Exercising while fasting has benefits: It promotes blood sugar control by reducing insulin resistance, increases growth hormone secretion which is vital for growth, metabolism, weight loss and muscle strength, and aids weight loss by limiting calorie intake and boosting metabolism.

Mashael Fagerah, 35, owner of House of Agility, a studio offering high-intensity interval training (HIIT) and circuit training, said: “You can do everything you normally do during fasting especially if you are used to working out. But if you are a beginner, I would recommend starting carefully with low-impact training.”
She told Arab News that many Muslims took advantage of Ramadan to keep fit.
“Whether before iftar, before sahoor or between them, if you have the time for a workout just do it,” added Fagerah. “At the end of the day, it is better than doing nothing.”
Saudi personal trainer and co-founder of Swish bootcamp, Sohaib Mubarak, 29, said it was important to choose the right kind of fitness regime. “When you haven’t had anything to drink or eat your body is low in fuel and dehydrated. Therefore, performing high-intensity training would harm your body and your health.

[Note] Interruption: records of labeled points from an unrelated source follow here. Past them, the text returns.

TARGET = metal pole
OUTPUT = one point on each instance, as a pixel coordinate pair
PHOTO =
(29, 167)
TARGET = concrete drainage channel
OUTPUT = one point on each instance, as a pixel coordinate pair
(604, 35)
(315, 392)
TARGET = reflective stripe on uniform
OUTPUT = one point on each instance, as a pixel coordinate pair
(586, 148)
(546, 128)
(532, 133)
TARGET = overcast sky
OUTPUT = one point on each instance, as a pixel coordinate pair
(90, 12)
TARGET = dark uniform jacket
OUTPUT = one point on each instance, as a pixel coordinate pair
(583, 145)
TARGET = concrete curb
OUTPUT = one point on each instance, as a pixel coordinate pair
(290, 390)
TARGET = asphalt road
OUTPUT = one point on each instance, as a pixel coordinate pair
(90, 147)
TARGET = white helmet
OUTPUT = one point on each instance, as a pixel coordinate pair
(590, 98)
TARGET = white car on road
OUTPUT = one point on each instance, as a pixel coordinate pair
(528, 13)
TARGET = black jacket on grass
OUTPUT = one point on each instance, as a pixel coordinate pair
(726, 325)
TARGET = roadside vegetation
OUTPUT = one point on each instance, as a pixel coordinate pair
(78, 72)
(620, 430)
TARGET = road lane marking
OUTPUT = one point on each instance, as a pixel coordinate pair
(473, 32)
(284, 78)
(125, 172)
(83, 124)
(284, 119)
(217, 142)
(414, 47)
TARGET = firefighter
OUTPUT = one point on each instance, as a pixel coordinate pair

“Also, studies show that the difference in results is insignificant between exercising in a fasted or a fed state,” he added. 
Mubarak recommended low-intensity cardio for a short period of time. “That is 60 percent to 70 percent of maximum heart rate. By doing that you won’t sweat much and get dehydrated.”
He said people often wrongly related not eating to weight loss, when infact they should focus more on maintaining a healthy lifestyle rather than watching the weighing scales.
“In my opinion Ramadan is like any other month, because losing weight and having a good shape is about changing your eating habits and lifestyle for life not only for one month. One month is not enough to create a tremendous transformation. It’s all about consistency,” Mubarak told Arab News.
Saudi fitness trainer and owner of B. Bros gym, Rayan Bashawri, 27, stressed the importance of listening to the body’s needs and capabilities.
“So many studies have been done about fasted training or training on an empty stomach, and it shows different thoughts depending on what kind of athlete you are or what kind of sport you are doing.
“But my opinion is to listen to your body and do what feels right for you. It’s not healthier to do fasted training but it’s not bad for you either. You can reach your goal either way,” he told Arab News.
The number of people taking out gym subscriptions often shoots up during Ramadan.
Bashawri said: “Right after Ramadan is the time when people travel, and it’s a beach season as well, so obviously everyone wants to look good. The ages of those hitting the gym at this time of the year are from 18-30.”
Fasting was a great opportunity to lose weight, but Bashawri noted that staying up late and sleeping during the day was not ideal. He also warned people not to over-exert themselves if exercising during fasting as it could cause injury and dehydration.